By Chris Lowe (August 22, 2017)
Which would do more to impede the growth of the racist right, and the attacks on people of color, immigrants, Muslims, and other targets: 1) Mobilizing against “Trump free speech” rallies that the white nationalist right is using to insert themselves into the Tea Party base and spread their rhetoric there, or 2) mobilizing against the policies of Jeff Sessions at DOJ?
This is a false opposition, of course. Both are possible simultaneously, of course, and might indeed be able to support one another.
But the rallies are the easier target, and that’s where the focus is. Yet, the threats from the DOJ are larger and more systematic.
In Portland, there is organizing against the City’s efforts to revise its agreement with the DOJ that requires some elements of police reform, though not nearly enough. We need to connect that organizing to Jeff Sessions, need to put pressure on the City Council not to collaborate in Sessions’ roll-back of the DOJ’s historical role as sometimes a force against local abuses of power, even if that role has never been consistent and has included its own abuses when the FBI takes on the role of national political police. IMO.
The City says it does not want to collaborate with racist and abusive federal immigration policies that break up families, says we are a Sanctuary City. We should hold ourselves as a community to the same standard in not collaborating with Jeff Sessions’ and Donald Trump’s policies of rewidening the scope for police impunity for acts of racialized violence and discriminatory policing.

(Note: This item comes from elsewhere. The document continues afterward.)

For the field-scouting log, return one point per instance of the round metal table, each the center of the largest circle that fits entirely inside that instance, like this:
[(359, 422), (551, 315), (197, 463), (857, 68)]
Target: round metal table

Good points, and to the prospect of defending, or deepening the meaning, of being a “sanctuary city” I’ve encountered folks that are proposing a shift from the idea of sanctuary to solidarity. So, Solidarity City instead of Sanctuary City. This shift appears an appropriate intervention as it suggests more than simple state agencies not complying with federal policies, that also needed are programs of mutual aid and self-defense (including, but not limited to, the establishment of a modern underground railroad for refugees and undocumented peoples).